Team HHack, comprised of FINRA colleagues Michael Chao, the defending FINRA hackathon champ, Uyen-Truc Nguyen, and Han Xiao and University of Maryland student Mauricio Silva, narrowly edged Team TBD for the grand prize ($1024). HHack’s submission:
- Created a modeling engine based on Apache Hive Data Definition Language(Hive DDL);
- Developed a working interactive DataGen user interface (UI);
- Improved the DataGen code by addressing coding style issues and
- Designed an Android mobile notification application to alert users upon completion of a DataGen job.
“ It could take a long time to generate the data.”
"It could take a long time to generate the data," said Chao who presented the HHack demo. “It could take hours or days. It is a nice add-on to get notification when it is ready.” Both Chao and Silva received notifications on their cell phones
during the demo. HHack also won Best Code Quality Improvement ($128) and Practical Problem Solved using the DataGenerator ($128).

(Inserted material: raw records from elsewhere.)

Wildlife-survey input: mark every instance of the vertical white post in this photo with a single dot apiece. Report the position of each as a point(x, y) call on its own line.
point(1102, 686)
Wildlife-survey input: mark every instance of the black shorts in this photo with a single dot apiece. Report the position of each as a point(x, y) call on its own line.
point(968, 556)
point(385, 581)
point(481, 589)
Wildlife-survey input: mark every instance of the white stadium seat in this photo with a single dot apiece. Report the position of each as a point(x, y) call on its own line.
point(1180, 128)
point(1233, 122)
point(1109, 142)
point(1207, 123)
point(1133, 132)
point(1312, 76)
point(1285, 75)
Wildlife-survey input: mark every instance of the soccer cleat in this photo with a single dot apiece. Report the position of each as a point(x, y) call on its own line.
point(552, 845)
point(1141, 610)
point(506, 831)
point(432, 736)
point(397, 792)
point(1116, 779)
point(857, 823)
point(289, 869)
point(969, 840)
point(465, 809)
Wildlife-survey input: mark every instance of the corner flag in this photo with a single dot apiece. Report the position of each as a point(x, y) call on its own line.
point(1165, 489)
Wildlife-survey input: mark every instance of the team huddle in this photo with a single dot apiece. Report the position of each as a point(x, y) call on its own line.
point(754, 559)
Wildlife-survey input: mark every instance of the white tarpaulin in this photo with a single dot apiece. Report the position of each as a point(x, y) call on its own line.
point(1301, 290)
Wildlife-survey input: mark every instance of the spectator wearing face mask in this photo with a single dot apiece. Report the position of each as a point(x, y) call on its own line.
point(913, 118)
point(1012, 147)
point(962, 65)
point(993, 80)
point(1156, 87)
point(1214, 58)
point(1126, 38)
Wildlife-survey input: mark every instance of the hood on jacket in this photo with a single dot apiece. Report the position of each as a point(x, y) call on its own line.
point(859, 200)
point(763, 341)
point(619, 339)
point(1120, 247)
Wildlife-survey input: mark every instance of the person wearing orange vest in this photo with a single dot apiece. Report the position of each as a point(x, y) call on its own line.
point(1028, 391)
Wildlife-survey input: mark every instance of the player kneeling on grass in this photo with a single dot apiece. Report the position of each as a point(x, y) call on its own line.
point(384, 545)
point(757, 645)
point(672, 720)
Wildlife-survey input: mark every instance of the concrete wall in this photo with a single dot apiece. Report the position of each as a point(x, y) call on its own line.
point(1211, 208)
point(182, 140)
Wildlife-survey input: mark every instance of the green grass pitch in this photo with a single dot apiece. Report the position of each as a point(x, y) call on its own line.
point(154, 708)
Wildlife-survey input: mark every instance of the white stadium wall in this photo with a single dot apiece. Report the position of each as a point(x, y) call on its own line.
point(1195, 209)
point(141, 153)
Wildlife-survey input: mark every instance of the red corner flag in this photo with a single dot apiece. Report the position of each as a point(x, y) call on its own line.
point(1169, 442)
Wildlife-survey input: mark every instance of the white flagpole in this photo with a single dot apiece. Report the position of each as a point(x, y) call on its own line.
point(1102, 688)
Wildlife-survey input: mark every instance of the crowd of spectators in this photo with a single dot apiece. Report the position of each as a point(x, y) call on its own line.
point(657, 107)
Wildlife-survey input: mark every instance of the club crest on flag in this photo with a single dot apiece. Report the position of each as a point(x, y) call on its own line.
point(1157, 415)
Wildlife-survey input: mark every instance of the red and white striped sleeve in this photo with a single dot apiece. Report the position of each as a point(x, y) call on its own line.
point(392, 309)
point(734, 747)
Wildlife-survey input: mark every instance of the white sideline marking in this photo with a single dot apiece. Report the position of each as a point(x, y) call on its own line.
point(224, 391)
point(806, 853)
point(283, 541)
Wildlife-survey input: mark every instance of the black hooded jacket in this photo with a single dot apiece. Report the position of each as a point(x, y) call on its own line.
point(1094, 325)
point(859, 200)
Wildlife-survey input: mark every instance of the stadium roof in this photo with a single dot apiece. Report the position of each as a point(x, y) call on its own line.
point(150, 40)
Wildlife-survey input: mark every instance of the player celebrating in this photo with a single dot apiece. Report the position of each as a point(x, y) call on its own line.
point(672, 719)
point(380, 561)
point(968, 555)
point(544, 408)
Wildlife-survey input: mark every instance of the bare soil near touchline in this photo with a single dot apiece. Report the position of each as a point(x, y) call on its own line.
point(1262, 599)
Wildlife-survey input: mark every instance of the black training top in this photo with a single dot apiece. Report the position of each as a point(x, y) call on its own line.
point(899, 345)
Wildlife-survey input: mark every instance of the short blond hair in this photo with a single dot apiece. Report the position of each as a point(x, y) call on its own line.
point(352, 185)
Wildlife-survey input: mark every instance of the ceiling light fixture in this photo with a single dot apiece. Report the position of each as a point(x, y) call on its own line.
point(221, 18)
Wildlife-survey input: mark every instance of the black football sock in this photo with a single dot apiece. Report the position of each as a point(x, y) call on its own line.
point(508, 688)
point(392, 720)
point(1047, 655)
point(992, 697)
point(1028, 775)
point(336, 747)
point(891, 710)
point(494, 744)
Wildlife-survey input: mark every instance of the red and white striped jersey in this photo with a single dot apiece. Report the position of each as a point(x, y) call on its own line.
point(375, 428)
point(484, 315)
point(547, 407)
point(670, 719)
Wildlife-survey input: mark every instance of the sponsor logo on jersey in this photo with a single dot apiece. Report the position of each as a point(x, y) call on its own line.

Contestants were judged on implementation, creativity and presentation. Seven teams presented enhancements and solutions ranging from a program that analyzed retirement stock options and generated a yearly analysis of the highest producing
funds to an entry that minimized human manipulation of the code and increased testing efficiency.
We asked competitors to think outside of the box. Creativity was essential. We were not disappointed. Team TBD fell one point below the grand prize winners. The group consisted of University of Maryland students, Brendan Good and Anna Skorodumova and
FINRA cohorts Marshall Peters and Michael Thomas. Team TBD submitted a preprocessing compiler for an alternative search logic plugin based on a Constraint Satisfaction Problem (CSP) solver. This was a different model from the State Chart
Extensible Markup Language (SCXML) engine currently used by DataGen.
Lone Python programmer Timothy Marcinowski paired with FINRA colleague Daniel Koo to form Productivity Engineering Team (PET). The duo created a functioning website with the DataGen service running in the cloud. They demonstrated how users
could register on PET’s “Real Data/Insanely Fast” DataGen site, click a “Try it Now” button and immediately begin using DataGen. Their solution bypassed the need to load anything onto a laptop. Team PET uploaded three SCXML files and produced
the output for the judges to examine. Marcinowski and Koo split $512, winning the Best Big Data or Cloud Solution ($256) and Best Product or Monetizing Idea Implementation ($256).
No one solved the Sudoku challenge. However, the judges awarded Yuriy Yankop, of Team Diversification Finder, the Nexus tablet for his 401(k) option analyzer.